12 Considerations for Responsible Data Science
responsible data science, data science life cycle, law, policy, ethics, ethcial frameworks
12.1 Introduction
12.1.1 Learning Outcomes
- Differentiate legal, professional, and ethical considerations.
- Identify and interpret professional Codes of Conduct.
- Apply Philosophical Frameworks for ethical reasoning.
- Identify sources of potential ethical issues in Data Science.
- Practice responsible data science from legal, professional, and ethical perspectives.
12.1.2 References:
- See references.
12.1.2.1 Other References
- See links in the notes.
These notes provide general background to facilitate educational discussion.
They do not offer any form of legal advice or recommendations.
12.2 Legal, Professional, and Ethical Considerations
12.2.1 Data Science Follows a Life Cycle
12.2.2 Data Scientists Make Choices When Answering Questions
- What kinds of projects do I work on and What questions do I analyze?
- Who are the Stakeholders?
- Towards what goals do I optimize my models? Accuracy, Fairness, Equity, Equality, …?
- How do I get my data? How do I protectmy data?
- Is my data representative of the population?
- What do I do about “bad” or missing data or “outliers” that “mess up” my results?

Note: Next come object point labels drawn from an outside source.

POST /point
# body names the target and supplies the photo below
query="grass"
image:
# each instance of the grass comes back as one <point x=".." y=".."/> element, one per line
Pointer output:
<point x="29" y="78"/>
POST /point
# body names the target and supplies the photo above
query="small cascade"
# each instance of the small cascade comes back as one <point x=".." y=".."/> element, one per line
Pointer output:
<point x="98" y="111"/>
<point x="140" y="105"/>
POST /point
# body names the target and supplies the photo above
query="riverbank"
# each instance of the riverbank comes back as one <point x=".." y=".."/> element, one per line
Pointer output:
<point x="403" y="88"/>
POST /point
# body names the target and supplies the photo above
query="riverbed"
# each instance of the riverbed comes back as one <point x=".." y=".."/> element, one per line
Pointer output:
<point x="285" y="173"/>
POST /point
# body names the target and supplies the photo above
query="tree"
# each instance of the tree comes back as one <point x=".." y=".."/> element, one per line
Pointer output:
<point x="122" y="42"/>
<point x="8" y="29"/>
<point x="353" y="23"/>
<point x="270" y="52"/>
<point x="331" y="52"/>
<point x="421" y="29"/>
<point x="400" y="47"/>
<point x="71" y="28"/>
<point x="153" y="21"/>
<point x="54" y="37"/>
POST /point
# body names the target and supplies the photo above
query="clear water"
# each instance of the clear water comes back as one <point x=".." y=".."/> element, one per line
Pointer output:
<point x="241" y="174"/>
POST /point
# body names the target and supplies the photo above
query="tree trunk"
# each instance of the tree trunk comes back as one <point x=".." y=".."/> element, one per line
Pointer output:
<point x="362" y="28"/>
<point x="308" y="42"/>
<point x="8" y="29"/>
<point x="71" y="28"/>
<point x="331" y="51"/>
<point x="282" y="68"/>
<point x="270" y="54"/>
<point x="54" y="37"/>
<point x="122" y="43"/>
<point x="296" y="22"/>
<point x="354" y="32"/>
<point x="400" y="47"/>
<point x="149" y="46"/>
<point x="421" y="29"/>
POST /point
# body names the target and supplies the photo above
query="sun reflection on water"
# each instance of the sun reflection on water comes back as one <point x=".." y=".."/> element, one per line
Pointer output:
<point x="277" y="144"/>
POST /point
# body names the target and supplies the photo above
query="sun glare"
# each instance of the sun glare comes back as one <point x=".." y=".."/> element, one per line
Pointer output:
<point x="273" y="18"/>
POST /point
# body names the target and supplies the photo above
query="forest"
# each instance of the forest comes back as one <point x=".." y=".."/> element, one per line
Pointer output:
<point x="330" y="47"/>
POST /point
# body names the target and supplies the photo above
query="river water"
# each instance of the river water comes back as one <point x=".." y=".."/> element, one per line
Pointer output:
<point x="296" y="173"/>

- What variables/features/attributes do I use?
- How much effort do I put into checking my results? Are they repeatable?
- How do I leverage/credit other people’s work?
- How do I report my results - what is intellectual propertyand what should be public?
- …
- Choices can involve Legal, Professional, or Ethical Considerations
Choices have consequences, with benefits and risks.
12.2.3 Legal Considerations
Legal considerations address the criminal/civil risks for violating laws.
Laws (statutes) specify permissible and/or impermissible activities as well as potential punishments (judicial, e.g., imprisonment).
Policies (regulations) provide guidance on implementing activities (within legal constraints) along with adjudication procedures and potential punishments (non-judicial, e.g., debarment).
Legal issues in big data include how you gather, protect, and share data, and increasingly, how you use it.
Laws are “local” not universal: Pirates or Privateers
Laws do not keep pace with technology (generative AI anyone?) and can be difficult to interpret.
When in doubt, ask a lawyer competent in the issue.
12.2.4 Laws Proscribe Some Choices
- Health Insurance Portability and Accountability Act (HIPAA) (US DHHS 2015). See Big Data Analytics under HIPAA (Coy and Hoffman 2016)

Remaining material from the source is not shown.